Si alguien creía que Leigh iba a sucumbir a la solemnidad, el academicismo formal o a la mera hagiografía del personaje, se equivoca. Sí, es verdad, la fotografía del virtuoso Dick Pope –un colaborador frecuente del director– hace todo lo posible por recrear no sólo el universo visual en el que vivió Turner, sino también por reproducir la luz de sus cuadros, con esa luz nimbada y esos atardeceres incendiados por un sol siempre frío, opaco, angustiante. Pero nada más lejos del Turner de Leigh que el tableaux vivant. El suyo es un film siempre vivo, dinámico, carnal, que hace del pasado un raro presente. “Mi película es sobre las tensiones y contrastes entre este hombre tan mortal y su obra sin tiempo, entre su fragilidad y su fuerza”, declaró Leigh en la conferencia de prensa que siguió a la proyección de la película. “El hombre era excéntrico, anárquico, errático, vulnerable, imperfecto, a la vez egoísta y generoso, pero siempre capaz de una gran poesía.”

Nadie mejor que Timothy Spall, que viene acompañando a Leigh desde La vida es dulce (1990), para encarnar al personaje, en lo que desde ya –a más de una semana del palmarés– se avizora un candidato posible al premio al mejor actor. Sucede que Spall, siguiendo el método habitual de Leigh, que trabaja tanto con el guión como con la improvisación, contribuye de manera determinante a desacralizar a su protagonista y, por lo tanto, también a la película toda. Hay algo brechtiano en el método del director y su actor, como si pudieran estar al mismo tiempo adentro y afuera de la película, comprendiendo los conflictos internos de Turner, pero también riéndose un poco de la extravagancia esencial del personaje, un hombre tan tempestuoso como los naufragios que solía volcar sobre sus lienzos.

En el otro extremo del arco expresivo, Timbuktu vuelve a poner en primer plano a quien es, sin duda, el gran director contemporáneo del cine africano, Abderrahmane Sissako. Bien conocido por los seguidores del Bafici, donde Esperando la felicidad (2002) se llevó el premio a la mejor película de la competencia internacional y Bamako (2006) fue el impactante film de apertura, Sissako presenta ahora un retrato coral de Timbuktu, una de las principales ciudades de Mali, bajo la tutela de una temible “policía islámica”. Armados hasta los dientes y recorriendo las calles en patrullas de infantería o en motos, estos improvisados guardianes del Islam, sin otro conocimiento religioso que unas torpes consignas aprendidas de memoria, se ocupan de que las mujeres no sólo lleven velo, sino también que se cubran las manos con guantes, aunque esto les impida desempeñarse en sus labores. Las prohibiciones están a la orden del día y todas tienen que ver con los placeres más simples: no se puede cantar, ni jugar al fútbol y, por extensión, ni siquiera reírse.

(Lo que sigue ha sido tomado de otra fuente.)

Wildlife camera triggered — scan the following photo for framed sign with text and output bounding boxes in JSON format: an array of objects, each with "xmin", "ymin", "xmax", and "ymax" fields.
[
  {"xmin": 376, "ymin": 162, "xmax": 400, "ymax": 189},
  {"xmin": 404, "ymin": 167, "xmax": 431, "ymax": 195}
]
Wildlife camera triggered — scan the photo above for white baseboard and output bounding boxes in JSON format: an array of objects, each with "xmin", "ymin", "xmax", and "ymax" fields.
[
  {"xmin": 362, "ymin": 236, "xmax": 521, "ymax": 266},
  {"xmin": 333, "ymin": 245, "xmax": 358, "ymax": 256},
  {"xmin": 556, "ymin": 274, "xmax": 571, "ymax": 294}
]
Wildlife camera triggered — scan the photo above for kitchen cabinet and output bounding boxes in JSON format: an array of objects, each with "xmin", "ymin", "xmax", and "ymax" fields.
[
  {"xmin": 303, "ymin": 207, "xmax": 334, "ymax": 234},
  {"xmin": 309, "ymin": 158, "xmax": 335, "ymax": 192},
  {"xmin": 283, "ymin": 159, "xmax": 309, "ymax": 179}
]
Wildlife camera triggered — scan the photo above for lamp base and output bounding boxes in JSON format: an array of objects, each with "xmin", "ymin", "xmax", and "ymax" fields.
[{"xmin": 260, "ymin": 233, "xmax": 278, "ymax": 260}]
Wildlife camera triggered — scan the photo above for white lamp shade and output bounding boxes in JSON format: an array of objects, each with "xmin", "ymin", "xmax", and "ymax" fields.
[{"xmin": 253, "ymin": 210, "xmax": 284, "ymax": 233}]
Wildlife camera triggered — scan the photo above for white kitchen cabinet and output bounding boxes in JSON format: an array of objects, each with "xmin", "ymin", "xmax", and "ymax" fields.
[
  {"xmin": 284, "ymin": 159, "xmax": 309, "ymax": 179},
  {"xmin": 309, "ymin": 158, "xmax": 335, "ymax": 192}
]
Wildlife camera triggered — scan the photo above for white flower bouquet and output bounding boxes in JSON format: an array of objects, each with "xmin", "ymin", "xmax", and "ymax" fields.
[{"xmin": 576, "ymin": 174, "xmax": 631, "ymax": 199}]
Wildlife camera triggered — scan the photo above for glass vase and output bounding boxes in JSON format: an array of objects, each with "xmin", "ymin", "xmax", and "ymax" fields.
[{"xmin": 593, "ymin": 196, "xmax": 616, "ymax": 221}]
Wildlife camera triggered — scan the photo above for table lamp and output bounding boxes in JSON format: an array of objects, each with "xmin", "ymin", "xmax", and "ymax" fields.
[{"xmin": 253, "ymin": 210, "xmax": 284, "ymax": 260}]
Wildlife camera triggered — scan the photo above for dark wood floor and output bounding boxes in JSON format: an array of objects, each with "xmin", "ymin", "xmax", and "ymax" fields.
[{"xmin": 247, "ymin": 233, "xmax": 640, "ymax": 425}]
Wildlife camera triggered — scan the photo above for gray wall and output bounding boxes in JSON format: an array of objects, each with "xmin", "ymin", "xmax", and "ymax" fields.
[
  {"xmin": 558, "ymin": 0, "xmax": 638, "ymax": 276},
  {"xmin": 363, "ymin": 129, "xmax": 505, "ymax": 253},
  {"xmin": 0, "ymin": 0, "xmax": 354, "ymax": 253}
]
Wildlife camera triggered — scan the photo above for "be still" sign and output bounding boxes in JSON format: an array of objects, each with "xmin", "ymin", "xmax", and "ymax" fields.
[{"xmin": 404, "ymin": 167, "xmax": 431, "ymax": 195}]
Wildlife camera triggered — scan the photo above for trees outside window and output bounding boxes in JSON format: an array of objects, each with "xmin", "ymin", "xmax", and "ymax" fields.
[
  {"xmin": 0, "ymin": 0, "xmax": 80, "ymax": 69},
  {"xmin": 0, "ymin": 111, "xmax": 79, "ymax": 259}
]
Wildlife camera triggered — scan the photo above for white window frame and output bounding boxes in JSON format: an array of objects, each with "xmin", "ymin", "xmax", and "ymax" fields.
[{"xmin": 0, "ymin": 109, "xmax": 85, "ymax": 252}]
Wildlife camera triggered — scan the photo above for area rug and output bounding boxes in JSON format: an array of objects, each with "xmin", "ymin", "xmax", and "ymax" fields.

Y ni hablar del adulterio, que se castiga con una muerte horrible, por lapidación. El solo hecho de que una pareja tenga hijos sin estar formalmente casados puede llevar a la pena capital, luego de una sentencia tan absurda como sumaria. Y así como en Bamako el director llevaba a juicio oral y público al mundo occidental por su desconocimiento, desprecio y expoliación del pueblo africano, aquí Sissako –con su estilo sereno, bello, siempre pacífico– se vuelve implacable con sus propios coterráneos, a quienes no les perdona que sometan y asesinen a su propia gente, como por otra parte está sucediendo ahora en Nigeria con el caso de los centenares de niñas y adolescentes secuestradas y esclavizadas. Los grandes artistas suelen adelantarse a su tiempo, y Sissako no necesitó leer los últimos titulares de los diarios para dar cuenta de la tragedia que atraviesa su continente.